Odd lot orders: who pockets the change?

Discussion in 'Trading' started by Option Trader, May 14, 2008.

  1. I placed an order to buy 100 shares of DRL at $20.24 after hours yesterday, and 98 shares were filled at $20.24. I found out a colleague of mine was selling 98 shares of DRL at $20.20 at the time, and that's what he got. Who pockets the change? His broker? My broker? Or a third party?

    Is that legal?
  2. sprstpd


    Probably arbed by a third party. Legal.
  3. What about NBBO? (Investopedia describes NBBO as: "A term applying to the SEC requirement that brokers must guarantee customers the best available ask price when they buy securities and the best available bid price when they sell securities.")

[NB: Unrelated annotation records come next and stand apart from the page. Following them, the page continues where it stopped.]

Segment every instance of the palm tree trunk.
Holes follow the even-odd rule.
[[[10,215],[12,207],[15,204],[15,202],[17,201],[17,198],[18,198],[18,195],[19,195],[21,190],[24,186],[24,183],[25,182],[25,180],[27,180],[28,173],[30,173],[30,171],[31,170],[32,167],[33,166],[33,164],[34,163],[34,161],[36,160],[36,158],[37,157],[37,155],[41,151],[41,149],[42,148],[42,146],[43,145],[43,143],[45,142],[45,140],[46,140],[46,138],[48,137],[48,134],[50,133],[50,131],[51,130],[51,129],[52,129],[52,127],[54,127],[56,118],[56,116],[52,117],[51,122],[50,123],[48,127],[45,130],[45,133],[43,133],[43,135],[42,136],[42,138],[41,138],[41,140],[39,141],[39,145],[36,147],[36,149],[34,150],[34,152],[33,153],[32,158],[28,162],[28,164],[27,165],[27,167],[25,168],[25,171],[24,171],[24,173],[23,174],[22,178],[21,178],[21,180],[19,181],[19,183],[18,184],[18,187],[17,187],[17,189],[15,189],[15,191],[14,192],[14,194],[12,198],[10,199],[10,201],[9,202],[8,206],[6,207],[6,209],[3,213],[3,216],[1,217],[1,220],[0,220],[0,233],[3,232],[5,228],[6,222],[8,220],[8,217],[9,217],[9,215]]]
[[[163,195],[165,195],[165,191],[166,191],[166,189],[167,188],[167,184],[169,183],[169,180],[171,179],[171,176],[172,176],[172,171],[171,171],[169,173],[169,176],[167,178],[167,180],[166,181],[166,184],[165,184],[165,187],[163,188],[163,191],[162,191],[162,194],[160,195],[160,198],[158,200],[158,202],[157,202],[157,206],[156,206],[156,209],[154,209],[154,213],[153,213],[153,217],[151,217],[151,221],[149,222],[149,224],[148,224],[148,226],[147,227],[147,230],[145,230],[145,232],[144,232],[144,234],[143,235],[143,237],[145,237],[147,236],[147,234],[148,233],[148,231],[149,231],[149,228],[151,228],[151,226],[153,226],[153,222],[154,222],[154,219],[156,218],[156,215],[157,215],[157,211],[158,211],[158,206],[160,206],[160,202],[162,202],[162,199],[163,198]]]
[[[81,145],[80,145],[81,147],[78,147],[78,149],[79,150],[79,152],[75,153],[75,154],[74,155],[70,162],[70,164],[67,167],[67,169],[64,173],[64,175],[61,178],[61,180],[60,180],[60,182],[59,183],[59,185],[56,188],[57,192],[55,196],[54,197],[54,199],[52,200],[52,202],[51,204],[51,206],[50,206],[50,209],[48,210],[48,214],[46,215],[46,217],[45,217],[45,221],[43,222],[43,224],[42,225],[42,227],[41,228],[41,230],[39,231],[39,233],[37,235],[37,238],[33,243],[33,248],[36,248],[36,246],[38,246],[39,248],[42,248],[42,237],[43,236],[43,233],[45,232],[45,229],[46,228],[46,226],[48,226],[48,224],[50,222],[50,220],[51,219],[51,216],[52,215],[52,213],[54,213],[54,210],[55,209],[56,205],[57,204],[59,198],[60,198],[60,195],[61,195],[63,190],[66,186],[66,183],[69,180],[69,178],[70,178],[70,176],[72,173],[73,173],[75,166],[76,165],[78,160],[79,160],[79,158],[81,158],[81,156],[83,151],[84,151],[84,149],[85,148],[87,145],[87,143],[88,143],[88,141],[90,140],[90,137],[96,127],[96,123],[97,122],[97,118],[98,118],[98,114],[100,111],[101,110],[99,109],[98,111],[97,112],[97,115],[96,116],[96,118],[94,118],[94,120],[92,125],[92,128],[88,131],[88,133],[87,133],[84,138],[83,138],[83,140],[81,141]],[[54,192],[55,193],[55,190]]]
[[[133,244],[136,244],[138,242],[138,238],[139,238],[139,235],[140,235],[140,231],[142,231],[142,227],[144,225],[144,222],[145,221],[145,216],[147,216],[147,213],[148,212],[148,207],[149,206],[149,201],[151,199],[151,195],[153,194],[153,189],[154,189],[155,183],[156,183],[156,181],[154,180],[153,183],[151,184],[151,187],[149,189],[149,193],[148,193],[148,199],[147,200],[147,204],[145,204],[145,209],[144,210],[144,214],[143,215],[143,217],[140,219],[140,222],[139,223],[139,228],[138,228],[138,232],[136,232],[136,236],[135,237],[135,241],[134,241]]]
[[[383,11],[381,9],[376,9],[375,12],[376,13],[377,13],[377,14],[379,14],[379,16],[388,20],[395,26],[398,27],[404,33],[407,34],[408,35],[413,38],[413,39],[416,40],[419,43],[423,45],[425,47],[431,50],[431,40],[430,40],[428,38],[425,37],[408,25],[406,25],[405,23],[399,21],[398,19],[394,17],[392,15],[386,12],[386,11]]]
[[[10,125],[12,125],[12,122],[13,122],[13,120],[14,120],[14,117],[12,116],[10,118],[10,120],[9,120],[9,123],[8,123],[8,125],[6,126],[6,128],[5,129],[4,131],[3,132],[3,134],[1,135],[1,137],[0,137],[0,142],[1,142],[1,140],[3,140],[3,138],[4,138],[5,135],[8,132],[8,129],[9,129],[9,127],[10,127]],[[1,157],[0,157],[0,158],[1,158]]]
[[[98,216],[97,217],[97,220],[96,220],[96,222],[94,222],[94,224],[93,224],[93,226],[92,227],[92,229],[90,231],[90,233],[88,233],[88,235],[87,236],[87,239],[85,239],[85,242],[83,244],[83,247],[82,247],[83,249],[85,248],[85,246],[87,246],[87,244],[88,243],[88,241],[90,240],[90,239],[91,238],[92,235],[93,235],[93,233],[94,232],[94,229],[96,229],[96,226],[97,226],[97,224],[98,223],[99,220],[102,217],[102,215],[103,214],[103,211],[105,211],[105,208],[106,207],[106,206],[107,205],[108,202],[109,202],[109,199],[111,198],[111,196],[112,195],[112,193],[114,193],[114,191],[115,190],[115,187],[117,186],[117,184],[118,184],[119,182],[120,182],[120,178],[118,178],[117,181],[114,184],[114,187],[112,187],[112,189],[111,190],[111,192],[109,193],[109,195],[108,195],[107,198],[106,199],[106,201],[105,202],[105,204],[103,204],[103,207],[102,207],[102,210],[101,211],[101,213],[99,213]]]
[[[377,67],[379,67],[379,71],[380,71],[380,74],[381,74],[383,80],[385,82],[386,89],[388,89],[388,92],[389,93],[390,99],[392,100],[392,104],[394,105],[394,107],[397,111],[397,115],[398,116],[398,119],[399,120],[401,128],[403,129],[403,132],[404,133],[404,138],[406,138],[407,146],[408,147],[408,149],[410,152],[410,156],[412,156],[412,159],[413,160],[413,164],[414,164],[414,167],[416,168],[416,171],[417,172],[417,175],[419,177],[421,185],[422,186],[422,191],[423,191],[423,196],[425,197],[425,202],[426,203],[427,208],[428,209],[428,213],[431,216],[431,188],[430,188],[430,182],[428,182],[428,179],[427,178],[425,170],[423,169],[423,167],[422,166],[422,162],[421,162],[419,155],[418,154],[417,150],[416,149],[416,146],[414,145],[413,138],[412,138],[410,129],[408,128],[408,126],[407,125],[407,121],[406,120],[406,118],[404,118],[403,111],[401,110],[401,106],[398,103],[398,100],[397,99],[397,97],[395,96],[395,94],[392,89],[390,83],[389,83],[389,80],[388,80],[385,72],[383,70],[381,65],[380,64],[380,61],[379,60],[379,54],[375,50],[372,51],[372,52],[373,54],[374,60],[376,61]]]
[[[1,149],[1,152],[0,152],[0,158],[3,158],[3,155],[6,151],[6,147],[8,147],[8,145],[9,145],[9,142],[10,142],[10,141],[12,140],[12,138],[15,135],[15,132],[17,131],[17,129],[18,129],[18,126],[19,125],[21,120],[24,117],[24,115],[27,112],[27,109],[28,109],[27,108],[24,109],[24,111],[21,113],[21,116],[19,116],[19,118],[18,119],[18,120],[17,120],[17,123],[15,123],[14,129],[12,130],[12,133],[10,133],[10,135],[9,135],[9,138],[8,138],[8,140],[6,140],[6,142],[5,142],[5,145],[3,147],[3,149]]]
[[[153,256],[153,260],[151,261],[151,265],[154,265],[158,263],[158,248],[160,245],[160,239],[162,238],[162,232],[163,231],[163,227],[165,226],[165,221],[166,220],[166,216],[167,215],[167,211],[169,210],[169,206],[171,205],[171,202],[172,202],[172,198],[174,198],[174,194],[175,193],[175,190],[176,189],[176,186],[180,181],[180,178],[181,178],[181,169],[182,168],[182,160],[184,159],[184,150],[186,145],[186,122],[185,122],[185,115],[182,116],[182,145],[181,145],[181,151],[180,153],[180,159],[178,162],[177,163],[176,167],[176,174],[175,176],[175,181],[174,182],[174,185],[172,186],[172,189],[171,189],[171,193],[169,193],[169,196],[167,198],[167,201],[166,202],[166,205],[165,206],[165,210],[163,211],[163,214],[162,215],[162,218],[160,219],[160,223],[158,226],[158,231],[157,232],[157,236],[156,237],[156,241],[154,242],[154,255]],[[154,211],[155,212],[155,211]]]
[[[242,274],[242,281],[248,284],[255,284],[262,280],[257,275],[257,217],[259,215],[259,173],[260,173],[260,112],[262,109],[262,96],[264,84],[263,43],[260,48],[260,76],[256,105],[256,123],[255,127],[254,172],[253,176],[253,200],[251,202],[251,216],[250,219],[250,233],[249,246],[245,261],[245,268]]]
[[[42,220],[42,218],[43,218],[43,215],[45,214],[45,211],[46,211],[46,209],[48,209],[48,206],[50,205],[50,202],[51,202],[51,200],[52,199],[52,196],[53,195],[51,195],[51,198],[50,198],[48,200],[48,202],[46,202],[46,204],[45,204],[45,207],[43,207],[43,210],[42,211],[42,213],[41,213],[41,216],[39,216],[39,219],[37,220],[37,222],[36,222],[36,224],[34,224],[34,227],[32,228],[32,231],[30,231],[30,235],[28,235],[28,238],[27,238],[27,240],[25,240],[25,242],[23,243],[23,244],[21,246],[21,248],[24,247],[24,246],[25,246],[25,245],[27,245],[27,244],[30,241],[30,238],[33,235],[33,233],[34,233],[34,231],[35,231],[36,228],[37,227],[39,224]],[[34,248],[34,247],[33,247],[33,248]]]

    Also, who in the world is able to monitor that I placed my buy order at $.04 higher than his ask, then quickly submit the order faster than my already submitted order, then quickly sell to me $.04 higher?
  4. sprstpd


    NBBO doesn't apply in afterhours.

    I am just guessing here, but he might have had his order on a different ECN than where your order got routed to. So say his order was on ISLD and your order went on ARCA. Those two orders won't match with each other if they are directed specifically to those ECNs.

    Depending on how fine your broker gives your execution times, you could compare your time with your friend's time. They are probably different.
  5. Both sides were filled at exactly 18:32:58 05/13/08.
  6. sprstpd


    I am talking about millisecond precision here. I wouldn't expect there to be a difference in second resolution.